Supply Chain risks are more important than ever
Supply chains are becoming increasingly global and fragmented, and then even more difficult to monitor, and thus becoming more sensitive. Companies with global operations does probably have a risk policy to ensure and minimize risks that could cause costly disruptions in the supply chain and severe negative brand effects.
Most companies have high focus on Supply Risk Management and have implemented processes and technical systems to monitor the performance of their suppliers. But the scopes are often too shallow and sometimes not deep enough. We've seen several recent examples of companies that have problems with costly supply chain disruptions due to their Tier 2 or 3 suppliers have gone bankrupt.
Secure your Brand
A company's brand is often highly valued, and sometimes a prerequisite to exercise its business and having global sales operations. It does not take much for a brand to be negatively associated with effects as substantial economic consequences. Especially if a company has high ethical standards and good CSR policy. Consumers are nowadays increasingly aware and take stronger position against irregularities. Nowadays negative event spreads at speed of light through social media globally. The challenge is to get an overview of the entire supply chain from Tier 1, Tier 2 down to Tier 3 and 4th. A Supply chain that on the surface looks safely controlled, may have its perifer origin in conflict minerals from Congo, etc, which can have undesirable effects.
Outsourcing as a risk?
There are benefits of outsourcing but also risks that must be managed. When outsourcing, a company often consolidates part of the supply chain to one outsourcing partner, and then hands over the risk of the downstream supply chain. One challenge is to keep control and follow-up of the supply chain. Outsourcing of a part of your operations to a large stable outsourcing partner may give false sense of security, and it is crucial that you have insight into how they manage their risk management to their suppliers, also called your "Tier 2, 3 and 4" suppliers. This applies to both purely financial stability, quality and in terms of ethics and CSR Compliance.

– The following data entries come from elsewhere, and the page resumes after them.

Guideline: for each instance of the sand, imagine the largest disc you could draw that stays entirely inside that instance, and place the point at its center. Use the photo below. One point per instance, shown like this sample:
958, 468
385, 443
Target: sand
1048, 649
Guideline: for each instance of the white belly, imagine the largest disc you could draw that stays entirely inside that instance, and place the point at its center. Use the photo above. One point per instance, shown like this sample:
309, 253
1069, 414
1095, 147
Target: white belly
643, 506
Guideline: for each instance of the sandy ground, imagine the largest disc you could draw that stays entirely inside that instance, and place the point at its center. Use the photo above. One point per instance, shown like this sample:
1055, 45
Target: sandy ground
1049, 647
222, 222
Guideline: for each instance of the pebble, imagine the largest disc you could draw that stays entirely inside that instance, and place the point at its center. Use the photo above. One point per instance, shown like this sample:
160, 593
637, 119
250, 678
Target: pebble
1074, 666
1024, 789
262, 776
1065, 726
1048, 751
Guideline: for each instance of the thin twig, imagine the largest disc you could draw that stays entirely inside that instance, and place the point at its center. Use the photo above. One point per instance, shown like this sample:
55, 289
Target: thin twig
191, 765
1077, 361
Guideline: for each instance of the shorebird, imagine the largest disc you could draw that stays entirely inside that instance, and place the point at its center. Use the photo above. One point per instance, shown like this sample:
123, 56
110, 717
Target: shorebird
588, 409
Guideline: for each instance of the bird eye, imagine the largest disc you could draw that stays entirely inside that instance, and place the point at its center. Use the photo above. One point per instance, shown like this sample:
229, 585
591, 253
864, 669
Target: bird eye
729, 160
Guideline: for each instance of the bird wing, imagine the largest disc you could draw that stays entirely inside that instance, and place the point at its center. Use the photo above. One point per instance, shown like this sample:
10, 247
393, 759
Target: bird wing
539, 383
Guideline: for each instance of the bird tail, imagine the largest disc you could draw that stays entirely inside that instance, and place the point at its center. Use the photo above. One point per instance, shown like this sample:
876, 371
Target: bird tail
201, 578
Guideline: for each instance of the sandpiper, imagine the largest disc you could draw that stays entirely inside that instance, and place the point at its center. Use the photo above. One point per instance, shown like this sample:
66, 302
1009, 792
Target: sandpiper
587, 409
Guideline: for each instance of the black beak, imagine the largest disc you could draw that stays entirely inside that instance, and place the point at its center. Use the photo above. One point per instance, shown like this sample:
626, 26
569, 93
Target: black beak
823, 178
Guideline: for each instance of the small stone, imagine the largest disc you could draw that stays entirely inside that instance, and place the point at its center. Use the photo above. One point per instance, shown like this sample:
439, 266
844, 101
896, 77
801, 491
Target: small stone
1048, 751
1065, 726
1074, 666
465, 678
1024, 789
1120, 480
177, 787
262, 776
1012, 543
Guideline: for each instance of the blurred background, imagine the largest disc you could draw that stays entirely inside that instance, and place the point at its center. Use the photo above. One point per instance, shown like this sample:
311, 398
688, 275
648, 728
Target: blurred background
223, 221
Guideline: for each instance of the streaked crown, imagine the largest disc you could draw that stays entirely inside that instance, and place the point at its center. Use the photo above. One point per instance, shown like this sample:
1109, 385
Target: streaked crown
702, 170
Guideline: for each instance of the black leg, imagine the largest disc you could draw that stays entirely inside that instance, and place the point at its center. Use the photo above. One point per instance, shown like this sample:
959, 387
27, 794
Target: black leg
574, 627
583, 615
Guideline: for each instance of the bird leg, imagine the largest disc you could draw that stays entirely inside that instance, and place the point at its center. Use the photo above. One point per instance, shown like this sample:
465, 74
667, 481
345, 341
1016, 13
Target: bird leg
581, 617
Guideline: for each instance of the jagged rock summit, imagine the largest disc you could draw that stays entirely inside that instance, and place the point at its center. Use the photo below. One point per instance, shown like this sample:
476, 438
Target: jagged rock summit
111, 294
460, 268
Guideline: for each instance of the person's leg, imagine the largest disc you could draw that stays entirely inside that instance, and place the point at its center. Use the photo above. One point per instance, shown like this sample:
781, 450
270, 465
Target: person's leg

Even if your premier outsourcing partner is financially stable, a disruption in their supply chain will in the end affect your supply chain and disrupt your deliveries to your end customers, which will cause brand damages and severe negative eco-nomic effects. Your outsourcing partners probably have a supply risk policy, but my advice to you is to verify and ensure that the policies they have, is in line with your company’s Risk Management policy.
Take your risk management process a step further and also monitor further down in your supply chain to ensure that you comply with your company's CSR policy, to avoid unpleasant surprises.